Merci d'avoir signalé!
Cette image sera automatiquement bloquée après qu'elle soit signalée par plusieurs personnes.



Maroc : 10 milliards de DH par an blanchis à Paris !
Publié dans Challenge le 16 - 02 - 2008

Si la loi sur le blanchiment d'argent est adoptée au Maroc depuis avril 2007, il n'en reste pas moins que les techniques redoublent à chaque fois de sophistication, au point qu'aujourd'hui des entreprises sont victimes de blanchiment à l'insu de leur plein gré. Explications.

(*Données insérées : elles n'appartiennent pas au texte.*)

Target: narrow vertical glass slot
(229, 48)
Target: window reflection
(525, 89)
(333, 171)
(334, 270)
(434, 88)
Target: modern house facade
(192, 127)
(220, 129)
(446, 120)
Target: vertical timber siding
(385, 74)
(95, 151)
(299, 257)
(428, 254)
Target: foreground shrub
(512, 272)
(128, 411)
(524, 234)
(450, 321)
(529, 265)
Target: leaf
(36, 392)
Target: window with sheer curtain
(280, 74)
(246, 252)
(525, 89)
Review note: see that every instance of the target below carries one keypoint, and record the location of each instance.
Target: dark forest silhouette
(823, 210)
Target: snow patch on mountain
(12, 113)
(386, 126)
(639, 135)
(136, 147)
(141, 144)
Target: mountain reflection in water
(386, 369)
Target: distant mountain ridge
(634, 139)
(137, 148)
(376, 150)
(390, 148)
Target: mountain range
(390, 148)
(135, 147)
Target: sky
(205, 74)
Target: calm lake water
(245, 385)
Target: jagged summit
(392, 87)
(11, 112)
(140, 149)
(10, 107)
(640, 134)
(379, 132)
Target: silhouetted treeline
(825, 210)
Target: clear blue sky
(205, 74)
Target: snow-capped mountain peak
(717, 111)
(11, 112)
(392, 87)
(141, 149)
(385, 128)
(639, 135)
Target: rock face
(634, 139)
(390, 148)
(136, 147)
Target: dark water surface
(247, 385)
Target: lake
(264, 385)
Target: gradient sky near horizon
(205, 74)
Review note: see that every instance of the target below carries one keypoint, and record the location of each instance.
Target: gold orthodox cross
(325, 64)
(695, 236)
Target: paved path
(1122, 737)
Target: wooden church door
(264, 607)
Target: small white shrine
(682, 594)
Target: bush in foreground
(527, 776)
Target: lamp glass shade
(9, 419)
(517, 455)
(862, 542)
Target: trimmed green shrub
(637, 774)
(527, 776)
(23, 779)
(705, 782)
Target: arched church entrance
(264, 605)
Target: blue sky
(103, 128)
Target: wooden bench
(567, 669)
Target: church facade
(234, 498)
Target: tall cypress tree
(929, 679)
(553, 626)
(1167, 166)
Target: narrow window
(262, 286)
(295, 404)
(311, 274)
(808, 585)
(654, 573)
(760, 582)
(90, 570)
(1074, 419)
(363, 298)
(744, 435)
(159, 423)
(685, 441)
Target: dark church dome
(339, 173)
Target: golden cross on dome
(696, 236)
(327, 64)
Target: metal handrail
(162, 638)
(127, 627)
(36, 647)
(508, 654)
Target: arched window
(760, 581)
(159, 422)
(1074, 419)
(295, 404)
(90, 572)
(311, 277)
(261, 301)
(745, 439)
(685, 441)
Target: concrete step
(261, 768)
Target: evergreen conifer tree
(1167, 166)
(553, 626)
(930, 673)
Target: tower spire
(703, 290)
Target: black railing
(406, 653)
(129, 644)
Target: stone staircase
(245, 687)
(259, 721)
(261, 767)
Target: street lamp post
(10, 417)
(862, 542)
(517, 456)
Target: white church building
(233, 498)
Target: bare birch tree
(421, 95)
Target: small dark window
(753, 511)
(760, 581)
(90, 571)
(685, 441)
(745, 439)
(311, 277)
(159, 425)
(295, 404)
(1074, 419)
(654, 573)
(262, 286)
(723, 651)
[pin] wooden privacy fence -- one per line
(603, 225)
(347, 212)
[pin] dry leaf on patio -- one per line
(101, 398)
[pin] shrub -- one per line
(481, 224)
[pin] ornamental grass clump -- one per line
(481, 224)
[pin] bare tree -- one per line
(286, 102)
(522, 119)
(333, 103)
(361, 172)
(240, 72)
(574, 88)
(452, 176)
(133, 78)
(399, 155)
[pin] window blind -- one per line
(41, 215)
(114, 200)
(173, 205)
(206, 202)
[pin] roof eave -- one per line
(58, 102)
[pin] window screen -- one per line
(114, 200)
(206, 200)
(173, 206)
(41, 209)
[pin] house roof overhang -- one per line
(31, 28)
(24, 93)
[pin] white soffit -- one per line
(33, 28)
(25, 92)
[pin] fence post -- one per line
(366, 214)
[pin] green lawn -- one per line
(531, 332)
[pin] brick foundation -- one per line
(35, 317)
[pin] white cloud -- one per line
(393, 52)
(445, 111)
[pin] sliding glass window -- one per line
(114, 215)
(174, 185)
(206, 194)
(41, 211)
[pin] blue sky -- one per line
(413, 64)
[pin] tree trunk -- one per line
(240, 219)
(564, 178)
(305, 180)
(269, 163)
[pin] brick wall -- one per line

L'essentiel de l'argent blanchi au Maroc provient du haschich, et une importante part est blanchie à Paris. Actuellement, c'est l'or qui a la cote, car son cours est autour de 900 $ l'once: les blanchisseurs en achètent en quantité, soit ils le rapatrient, soit il est orienté vers les autres pays du Maghreb, ou encore la Chine ou l'Inde, où la demande est très forte», déclare d'emblée Eric Vernier, docteur en finance et consultant international dans le domaine du blanchiment d'argent, lors d'une conférence organisé par l'APD -Association pour le Progrès des Dirigeants-. Une thématique qui arrive à point nommé, car il est des combats, tels que la lutte contre le blanchiment d'argent, dont on nous bassine tellement à longueur d'année qu'ils en deviennent lassants, peu crédibles, voire relevant de l'utopie. Pourtant, traiter à la sauce Eric Vernier, le blanchiment d'argent devient un jeu d'enfant, à la logique désarmante de simplicité, et surtout fort passionnant. Si jusqu'à présent «la lutte contre le blanchiment» résonne comme un slogan publicitaire, porter à la connaissance du public les techniques de blanchiment est un véritable moyen d'affaiblir ce phénomène. En tous cas un moyen bien plus efficace que l'adoption d'une loi, dont les décrets d'application seront comme pour bien d'autres décrets jetés aux oubliettes. Mais passons plutôt aux choses sérieuses, comment blanchit-on l'argent? Panorama des techniques les plus en vues du moment…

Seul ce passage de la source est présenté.